Lol, if you visit AVSForum, this is the point where people will mention you're better off buying more storage than converting to a smaller format. Not only do you get to keep the original quality, you also cut down significantly on the time and effort required for encoding. If you just rip the main feature as individual vob/mpeg files, you still save quite a bit of space.
On to other things, what dual quad-core set-up are you planning on? LGA 771 boards? I seem to recall seeing benchmarks floating around that Core i7 is near/on-par with dual LGA771. When you take into account the cost of FB-DIMMs and that you have to buy two expensive processors, going the Core i7 route might be the better deal.
Here's a pretty good benchmark for x264 encoding:
http://www.techarp.com/showarticle.aspx?artno=442
There are results there for 8-core set-ups. If you browse the TechARP forums, you'll also find results for Core i7 processors that haven't been added to the list yet. There's also an HD version of that benchmark. Link's in the article. Almost all GUI I know rely on x264 for the actual encoding so barring differences in encoding options, all of them should work around the same speed. x264 is pretty efficient and scales quite well on multi-core set-ups. Some of the x264 devs hang out at the Doom9 forums so maybe you can ask some questions there. I've found Doom9 to be an excellent resource for anything video encoding related.
From your comments, though, I'm guessing you don't really need faster hardware. You just need a better workflow.
How are you ripping the DVDs? Are you encoding directly from the physical discs? If so, I would suggest allocating a largish hard drive (internal SATA or eSATA) for containing temporary rips, then doing batch encodes from the rips. It'll only take maybe around 10 minutes to rip a full DVD to ISO format or VIDEO-TS folder. Assuming it's actually 12 minutes per disc including the manual labor of changing discs, etc, that still equates to 6 discs per hour. In 3 hours, that's 18 discs. Set-up an encoding queue for all 18 discs and let it batch encode. I'm betting it'll probably finish (the encoding part) in 2 days tops. If you allocate a whole weekend to doing straight rips to, say, a 1TB drive, you can get even more efficient. Granted, you pretty much can't use your PC while it's encoding, but I'm pretty sure you've got 3 or more spares you can work on.
Other tips:
- Use local drives. Windows' (particularly XP's) TCP/IP stack seems to be somewhat lacking. That or the default options just suck. Trying to read/write from network hard drives will probably slow down the process, even if all computers are on gigabit.

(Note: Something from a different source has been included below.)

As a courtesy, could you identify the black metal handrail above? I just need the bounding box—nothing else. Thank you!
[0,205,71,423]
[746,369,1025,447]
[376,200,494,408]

- Use a SATA DVD drive. If you encounter DVDs with RipGuard, ARccOS or similar copy protection mechanisms (intentional "corrupted" sectors), IDE drives can regress into PIO mode (2x-4x speed) and oftentimes, you'd have to re-install the IDE channel and reboot to fix it.
- If you're buying a new DVD drive, make sure it doesn't have RipLock or the "feature" can be turned off.
- Don't bother with SSDs. You're better off getting huge hard drives for use as temporary drives. Sequential read/write speed on those are pretty good already. The Western Digital Caviar Black and Samsung Spinpoint F drives are pretty fast. I'd go with the WD for the 5-year warranty.
The most time-consuming part of the whole DVD-ripping/conversion process is the manual labor, in this case, changing discs and setting-up the encoding options. The actual encoding is just number-crunching which the computer can easily handle without supervision. If you finish the first two parts and let the computer do its job encoding without any breaks, you can finish much more quickly. There's a reason why the production line was developed.
Phew. Hopefully, you haven't fallen asleep after that long-winded reply.
Addendum:
Yeah, yeah, this is an excruciatingly long post but I just noticed this.
dicecca112 wrote:I tried Badaaboom, but I could get it to rip to 720p correctly.
Don't bother encoding your DVD rips to 720p. You won't be getting more detail than what the original DVD came with and quality would actually suffer because you have less bits per pixel (assuming you use the same bitrate). Chances are, the video processor on your TV will do a much better job upconverting from 480p to 720p/1080p than the encoding software will.